Return the average accuracy of the neural net with the current parameters
over a sample of the test data.
"""
jit_nn = jit(neural_net)    
def avg_prediction_accuracy(params, n=1000):
    check_guess = lambda x, y : jnp.argmax(jit_nn(x, params)) == jnp.argmax(y)
    vector_nn = vmap(check_guess, (0,0), 0)
    xs, ys = dist_sampler.random_rows(n, TestObs, TestResp)
    scores = vector_nn(xs, ys)
    return jnp.average(scores, 0)

## Training the neural net

In [None]:
import time

learning_rate = 0.5
iterations = 5000
batch_size = 100

fmt_acc = lambda acc : f'{(acc * 100):.2f}%\n'

accuracy = avg_prediction_accuracy(neural_net_params)
print(f'{"Initial Accuracy:":<20}{fmt_acc(accuracy):>10}')

starting_time = time.time()

for iter_num in range(1, iterations + 1):
    # perform gradient descent to get new params
    neural_net_params = sgd_vector_minibatch(neural_net_params, batch_size, learning_rate)
    
    # evaluate accuracy every 500 iterations
    if (iter_num) % 500 == 0:
        accuracy = avg_prediction_accuracy(neural_net_params)
        print(f'{f"({iter_num}) Accuracy:":<20}{fmt_acc(accuracy):>10}')
        
    # decrease the learning rate over time
    if (iter_num) % 2000 == 0:
        learning_rate *= 0.5
        
elapsed_seconds = time.time() - starting_time

print(f'{elapsed_seconds:.2f} seconds elapsed during training.')

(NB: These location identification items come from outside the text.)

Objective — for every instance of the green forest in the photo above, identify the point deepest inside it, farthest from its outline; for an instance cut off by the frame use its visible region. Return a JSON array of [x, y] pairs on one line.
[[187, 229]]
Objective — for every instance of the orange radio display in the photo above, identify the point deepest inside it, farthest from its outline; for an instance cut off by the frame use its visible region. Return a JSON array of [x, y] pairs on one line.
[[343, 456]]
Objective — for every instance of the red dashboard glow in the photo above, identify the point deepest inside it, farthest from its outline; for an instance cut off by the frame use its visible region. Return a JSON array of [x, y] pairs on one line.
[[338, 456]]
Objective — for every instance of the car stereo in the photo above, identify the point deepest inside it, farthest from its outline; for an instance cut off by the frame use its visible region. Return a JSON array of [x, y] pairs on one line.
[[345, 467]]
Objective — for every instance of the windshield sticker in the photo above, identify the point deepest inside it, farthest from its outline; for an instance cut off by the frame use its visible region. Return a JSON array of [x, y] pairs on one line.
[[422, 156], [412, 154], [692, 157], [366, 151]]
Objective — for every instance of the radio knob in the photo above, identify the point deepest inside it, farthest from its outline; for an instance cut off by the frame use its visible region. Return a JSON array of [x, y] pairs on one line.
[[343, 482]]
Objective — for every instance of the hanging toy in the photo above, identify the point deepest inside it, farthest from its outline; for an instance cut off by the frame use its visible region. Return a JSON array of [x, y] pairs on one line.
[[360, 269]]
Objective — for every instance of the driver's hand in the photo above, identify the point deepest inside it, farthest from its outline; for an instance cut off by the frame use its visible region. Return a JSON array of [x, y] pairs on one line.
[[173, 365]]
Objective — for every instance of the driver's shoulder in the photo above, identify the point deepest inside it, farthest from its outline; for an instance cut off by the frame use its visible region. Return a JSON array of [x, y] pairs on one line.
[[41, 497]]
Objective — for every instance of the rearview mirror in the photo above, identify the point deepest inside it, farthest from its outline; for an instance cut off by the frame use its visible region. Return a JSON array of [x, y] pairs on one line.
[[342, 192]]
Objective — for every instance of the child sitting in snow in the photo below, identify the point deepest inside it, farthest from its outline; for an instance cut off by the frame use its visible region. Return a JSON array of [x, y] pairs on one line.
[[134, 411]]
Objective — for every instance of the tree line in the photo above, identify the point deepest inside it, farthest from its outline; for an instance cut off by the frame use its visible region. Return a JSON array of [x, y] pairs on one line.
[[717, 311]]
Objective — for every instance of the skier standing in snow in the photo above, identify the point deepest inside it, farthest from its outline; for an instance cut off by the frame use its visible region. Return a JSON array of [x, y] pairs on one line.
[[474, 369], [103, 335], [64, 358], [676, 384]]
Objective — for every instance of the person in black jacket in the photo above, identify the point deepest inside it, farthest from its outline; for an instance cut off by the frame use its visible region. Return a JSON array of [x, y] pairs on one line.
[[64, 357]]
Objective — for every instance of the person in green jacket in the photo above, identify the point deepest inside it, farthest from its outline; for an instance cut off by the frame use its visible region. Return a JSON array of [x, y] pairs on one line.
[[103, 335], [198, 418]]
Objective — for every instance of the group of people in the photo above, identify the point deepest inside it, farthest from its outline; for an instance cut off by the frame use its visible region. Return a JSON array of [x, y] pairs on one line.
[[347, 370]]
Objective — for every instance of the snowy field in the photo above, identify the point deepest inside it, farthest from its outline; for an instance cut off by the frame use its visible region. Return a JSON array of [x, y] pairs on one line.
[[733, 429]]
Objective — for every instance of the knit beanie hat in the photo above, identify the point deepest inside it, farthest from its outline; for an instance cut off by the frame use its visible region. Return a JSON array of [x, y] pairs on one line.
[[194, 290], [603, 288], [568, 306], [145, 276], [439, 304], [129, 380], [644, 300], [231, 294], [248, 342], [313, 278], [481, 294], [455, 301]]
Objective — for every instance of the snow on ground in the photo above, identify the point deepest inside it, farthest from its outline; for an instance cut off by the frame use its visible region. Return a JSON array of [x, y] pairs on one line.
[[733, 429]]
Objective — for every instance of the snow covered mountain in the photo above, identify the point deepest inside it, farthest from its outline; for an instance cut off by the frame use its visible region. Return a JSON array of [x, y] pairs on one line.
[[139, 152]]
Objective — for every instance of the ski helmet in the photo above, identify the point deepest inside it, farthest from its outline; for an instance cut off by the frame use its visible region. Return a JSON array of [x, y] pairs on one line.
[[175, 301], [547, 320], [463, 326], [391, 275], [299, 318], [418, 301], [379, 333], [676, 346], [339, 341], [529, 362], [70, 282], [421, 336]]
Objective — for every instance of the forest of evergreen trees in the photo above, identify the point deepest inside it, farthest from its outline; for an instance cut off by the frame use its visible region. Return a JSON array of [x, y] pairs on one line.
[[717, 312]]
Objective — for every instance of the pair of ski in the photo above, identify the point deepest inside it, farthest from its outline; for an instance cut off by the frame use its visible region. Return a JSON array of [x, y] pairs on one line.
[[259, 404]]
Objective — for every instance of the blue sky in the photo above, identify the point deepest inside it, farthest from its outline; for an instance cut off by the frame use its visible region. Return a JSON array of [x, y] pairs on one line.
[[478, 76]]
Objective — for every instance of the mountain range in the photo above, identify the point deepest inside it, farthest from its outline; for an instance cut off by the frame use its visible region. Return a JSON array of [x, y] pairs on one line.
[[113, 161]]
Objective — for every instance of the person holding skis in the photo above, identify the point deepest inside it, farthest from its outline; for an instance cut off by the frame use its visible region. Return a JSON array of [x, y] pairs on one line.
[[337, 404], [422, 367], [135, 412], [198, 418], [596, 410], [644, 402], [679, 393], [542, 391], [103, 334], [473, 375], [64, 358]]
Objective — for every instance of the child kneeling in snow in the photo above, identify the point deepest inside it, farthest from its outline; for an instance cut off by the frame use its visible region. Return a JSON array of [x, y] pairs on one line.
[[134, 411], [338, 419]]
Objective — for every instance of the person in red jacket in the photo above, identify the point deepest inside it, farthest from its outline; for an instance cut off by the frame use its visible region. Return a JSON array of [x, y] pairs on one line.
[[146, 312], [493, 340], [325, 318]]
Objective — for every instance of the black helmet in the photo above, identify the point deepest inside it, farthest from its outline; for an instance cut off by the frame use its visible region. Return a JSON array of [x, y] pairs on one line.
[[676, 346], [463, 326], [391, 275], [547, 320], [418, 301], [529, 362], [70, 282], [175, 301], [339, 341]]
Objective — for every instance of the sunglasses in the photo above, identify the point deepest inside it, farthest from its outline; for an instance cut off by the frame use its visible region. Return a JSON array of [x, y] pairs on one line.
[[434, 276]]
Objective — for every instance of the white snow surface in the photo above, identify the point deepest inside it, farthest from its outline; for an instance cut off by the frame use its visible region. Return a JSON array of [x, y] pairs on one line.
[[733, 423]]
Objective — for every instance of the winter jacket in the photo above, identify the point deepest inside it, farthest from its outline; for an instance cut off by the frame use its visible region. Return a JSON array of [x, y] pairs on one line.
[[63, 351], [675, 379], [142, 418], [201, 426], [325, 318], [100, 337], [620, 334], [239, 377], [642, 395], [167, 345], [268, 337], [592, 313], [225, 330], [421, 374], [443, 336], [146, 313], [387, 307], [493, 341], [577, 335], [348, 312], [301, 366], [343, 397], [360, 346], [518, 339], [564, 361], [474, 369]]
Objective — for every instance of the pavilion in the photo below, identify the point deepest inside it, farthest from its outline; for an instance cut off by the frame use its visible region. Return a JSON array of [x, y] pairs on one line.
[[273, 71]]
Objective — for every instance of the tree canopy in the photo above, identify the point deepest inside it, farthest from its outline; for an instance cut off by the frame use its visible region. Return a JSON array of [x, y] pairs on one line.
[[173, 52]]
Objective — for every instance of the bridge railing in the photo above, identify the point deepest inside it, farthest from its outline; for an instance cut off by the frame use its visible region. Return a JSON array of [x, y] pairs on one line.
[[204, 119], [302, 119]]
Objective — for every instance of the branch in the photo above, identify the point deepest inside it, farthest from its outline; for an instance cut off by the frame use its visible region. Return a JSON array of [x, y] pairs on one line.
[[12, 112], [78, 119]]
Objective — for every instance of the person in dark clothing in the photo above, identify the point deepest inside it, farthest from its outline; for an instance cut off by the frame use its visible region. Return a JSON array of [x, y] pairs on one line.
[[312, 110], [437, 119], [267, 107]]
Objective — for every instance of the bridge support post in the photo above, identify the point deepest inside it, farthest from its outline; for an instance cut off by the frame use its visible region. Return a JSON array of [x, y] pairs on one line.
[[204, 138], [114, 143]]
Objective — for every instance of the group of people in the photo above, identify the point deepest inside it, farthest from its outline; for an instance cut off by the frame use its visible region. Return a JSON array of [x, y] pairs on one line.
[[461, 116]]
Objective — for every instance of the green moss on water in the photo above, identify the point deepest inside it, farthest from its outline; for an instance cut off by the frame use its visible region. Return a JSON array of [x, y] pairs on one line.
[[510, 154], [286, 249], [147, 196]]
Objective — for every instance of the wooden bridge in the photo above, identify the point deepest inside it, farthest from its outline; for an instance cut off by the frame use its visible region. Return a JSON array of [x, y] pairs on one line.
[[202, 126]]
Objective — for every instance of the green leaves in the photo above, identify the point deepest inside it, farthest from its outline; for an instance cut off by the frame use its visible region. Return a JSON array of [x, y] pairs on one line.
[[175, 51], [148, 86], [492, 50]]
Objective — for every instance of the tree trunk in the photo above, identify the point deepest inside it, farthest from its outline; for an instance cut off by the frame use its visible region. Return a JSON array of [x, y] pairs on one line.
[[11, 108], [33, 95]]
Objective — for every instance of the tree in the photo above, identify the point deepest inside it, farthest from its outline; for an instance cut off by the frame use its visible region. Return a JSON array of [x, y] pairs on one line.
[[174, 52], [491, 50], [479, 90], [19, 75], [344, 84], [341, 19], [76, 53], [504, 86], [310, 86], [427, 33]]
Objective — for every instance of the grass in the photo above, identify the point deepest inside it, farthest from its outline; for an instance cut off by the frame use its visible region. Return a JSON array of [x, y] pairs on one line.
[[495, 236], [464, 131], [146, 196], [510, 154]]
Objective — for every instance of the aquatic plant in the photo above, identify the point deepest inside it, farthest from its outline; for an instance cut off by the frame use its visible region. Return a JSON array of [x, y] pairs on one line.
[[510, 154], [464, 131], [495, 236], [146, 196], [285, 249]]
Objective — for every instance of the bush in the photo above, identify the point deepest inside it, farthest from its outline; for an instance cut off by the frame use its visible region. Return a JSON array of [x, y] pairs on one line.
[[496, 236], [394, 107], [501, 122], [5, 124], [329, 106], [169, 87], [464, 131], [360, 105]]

Initial Accuracy:       8.60%

(500) Accuracy:        78.60%

(1000) Accuracy:       84.00%

(1500) Accuracy:       87.70%

(2000) Accuracy:       88.20%

(2500) Accuracy:       89.30%

(3000) Accuracy:       90.90%

(3500) Accuracy:       90.80%

(4000) Accuracy:       90.20%

(4500) Accuracy:       89.80%



### So there you have it - a simple neural network in JAX!